Il y a chez Savanah cette manière unique de parler du trouble comme d’une caresse, et sa musique a ce pouvoir rare de suspendre le temps, de rendre la mélancolie douce, presque réconfortante. Son nouvel EP, Désillusions, en est la preuve la plus éclatante, il s’écoute comme une confidence à voix basse, un entre-deux où le flou devient refuge.

Neuf mois seulement après Céleste, elle nous offre sept chansons portées par une sensibilité à fleur de peau, où chaque note cherche un peu de lumière dans la brume. C’est un disque qu’on écoute comme on entrouvre une fenêtre au petit matin, entre lumière et brouillard.

Savanah (c): Cécile André

Une poésie du flou

« Je ne rêve plus » envoyé en éclaireur le mois dernier, ouvre l’EP comme une incantation. La voix de Savanah, mêlée à celle de Camille Lucas, s’enlace autour d’un refrain qui revient, s’impose, jusqu’à l’obsession. On y perçoit une fièvre douce, un abandon lucide. « Ce titre m’a fait sortir des sentiers battus », confiait-elle récemment, et c’est exactement ce qu’on ressent : un souffle neuf, un mouvement intérieur vers quelque chose de plus libre.

Plus loin, « Les Doutes » s’ouvre comme un souffle intime, l’artiste y dépose les questionnements et les blessures partagées avec sa sœur, cette complicité silencieuse et télépathique qui les lie. Un morceau stellaire, où l’amour inconditionnel devient lumière dans les zones d’ombre de l’âme. « Aéroport (LAX) » prend son envol, fuit vers un ailleurs, le regard perdu dans le ciel, tandis que « Intérieur Jour » nous ramène à la douceur fragile d’une chambre d’enfant, fragment de souvenirs suspendus.

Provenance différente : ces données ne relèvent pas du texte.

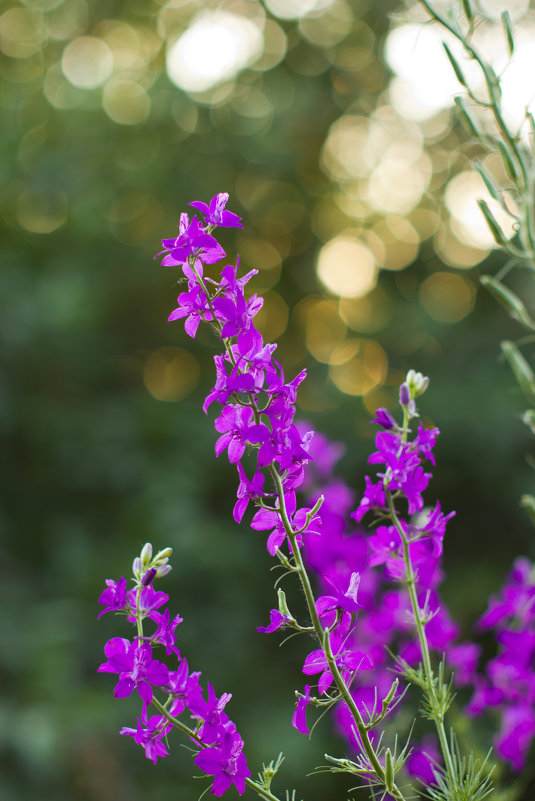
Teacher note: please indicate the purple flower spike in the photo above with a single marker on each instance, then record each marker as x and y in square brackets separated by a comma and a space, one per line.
[384, 419]
[192, 239]
[247, 491]
[114, 597]
[150, 737]
[215, 213]
[135, 666]
[225, 762]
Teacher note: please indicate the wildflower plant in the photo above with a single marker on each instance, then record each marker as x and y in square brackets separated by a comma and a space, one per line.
[375, 622]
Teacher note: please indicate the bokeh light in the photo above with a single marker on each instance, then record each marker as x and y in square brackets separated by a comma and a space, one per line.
[87, 62]
[468, 223]
[364, 369]
[216, 46]
[294, 9]
[346, 267]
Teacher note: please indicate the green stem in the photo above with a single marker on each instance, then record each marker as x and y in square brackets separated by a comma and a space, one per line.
[523, 186]
[324, 641]
[256, 786]
[410, 581]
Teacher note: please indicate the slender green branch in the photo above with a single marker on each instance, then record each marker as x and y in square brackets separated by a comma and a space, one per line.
[178, 724]
[325, 642]
[410, 581]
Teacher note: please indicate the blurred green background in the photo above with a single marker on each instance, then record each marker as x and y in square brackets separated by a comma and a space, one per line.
[358, 203]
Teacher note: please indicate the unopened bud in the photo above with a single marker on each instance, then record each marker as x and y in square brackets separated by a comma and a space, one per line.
[146, 554]
[283, 606]
[163, 555]
[392, 692]
[149, 577]
[137, 567]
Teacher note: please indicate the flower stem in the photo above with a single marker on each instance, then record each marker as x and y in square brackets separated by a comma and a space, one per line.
[324, 642]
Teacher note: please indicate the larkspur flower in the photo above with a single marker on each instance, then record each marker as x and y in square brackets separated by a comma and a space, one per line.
[225, 762]
[216, 214]
[150, 736]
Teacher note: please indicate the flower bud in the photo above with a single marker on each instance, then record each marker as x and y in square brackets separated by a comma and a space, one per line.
[283, 606]
[146, 554]
[162, 556]
[390, 774]
[417, 383]
[149, 577]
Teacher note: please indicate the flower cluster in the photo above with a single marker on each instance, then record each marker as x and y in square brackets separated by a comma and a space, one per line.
[257, 416]
[508, 685]
[219, 745]
[386, 622]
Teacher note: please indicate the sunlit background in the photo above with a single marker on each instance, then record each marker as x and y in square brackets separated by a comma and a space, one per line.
[331, 125]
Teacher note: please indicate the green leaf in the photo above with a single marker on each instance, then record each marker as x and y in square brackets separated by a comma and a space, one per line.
[508, 28]
[468, 10]
[528, 502]
[466, 119]
[507, 298]
[521, 369]
[492, 189]
[508, 162]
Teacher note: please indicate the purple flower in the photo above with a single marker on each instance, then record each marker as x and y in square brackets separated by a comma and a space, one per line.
[184, 687]
[384, 419]
[165, 633]
[234, 423]
[299, 721]
[373, 498]
[518, 730]
[225, 762]
[149, 601]
[215, 213]
[225, 385]
[135, 666]
[191, 239]
[347, 659]
[114, 597]
[211, 713]
[193, 305]
[276, 621]
[268, 518]
[150, 737]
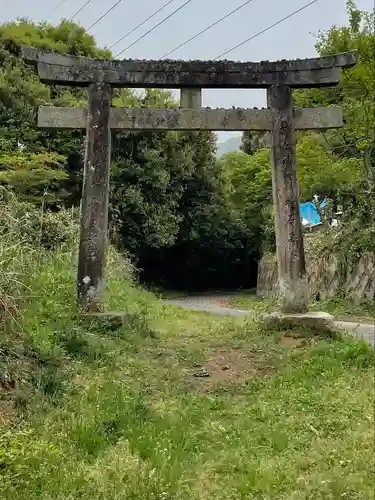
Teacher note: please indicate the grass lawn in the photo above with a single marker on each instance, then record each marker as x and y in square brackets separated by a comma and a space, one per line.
[179, 405]
[341, 308]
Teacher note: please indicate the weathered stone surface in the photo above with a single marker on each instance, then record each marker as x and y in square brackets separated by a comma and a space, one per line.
[292, 281]
[55, 68]
[189, 119]
[95, 197]
[190, 98]
[326, 277]
[320, 322]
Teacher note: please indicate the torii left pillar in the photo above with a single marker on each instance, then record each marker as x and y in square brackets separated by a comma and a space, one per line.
[95, 199]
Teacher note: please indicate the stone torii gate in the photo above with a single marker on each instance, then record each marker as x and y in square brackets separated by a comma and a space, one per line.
[280, 119]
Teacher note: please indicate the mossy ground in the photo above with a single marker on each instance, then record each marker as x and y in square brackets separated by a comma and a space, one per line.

La nuit new-yorkaise de « Ce n’était pas moi » réinvente Dylan en français, dans un souffle délicat qui semble retenir le temps.

Et puis « 30 ans », que l’on connaît déjà, résonne comme une confession apaisée, avant la dernière étreinte de « Désillusions », portée par une nappe instrumentale et la voix de Marilyn Monroe qui se demande : « Est-ce que je suis vraiment heureuse dans la vie ? ». Un morceau qui devient un refuge pour les âmes songeuses, un câlin musical tendre et réconfortant.

Une étreinte sonore

Sous la direction d’H-Burns et les arrangements vaporeux de Benjamin Lanz (Sufjan Stevens, The National, Taylor Swift), Désillusions se déploie comme une brume légère. Tout y respire la délicatesse, une manière d’émouvoir sans jamais appuyer, et où chaque morceau s’installe doucement, comme une main posée sur l’épaule. On y retrouve cette chaleur feutrée, presque consolante, qui traverse tout le disque et lui donne cette aura de rêve éveillé.

Savanah poursuit sa route, discrète mais lumineuse, en construisant pas à pas un univers d’une rare cohérence. Et nous, on continue de la suivre, heureux témoins de ce doux vertige qu’elle sait si bien transformer en musique.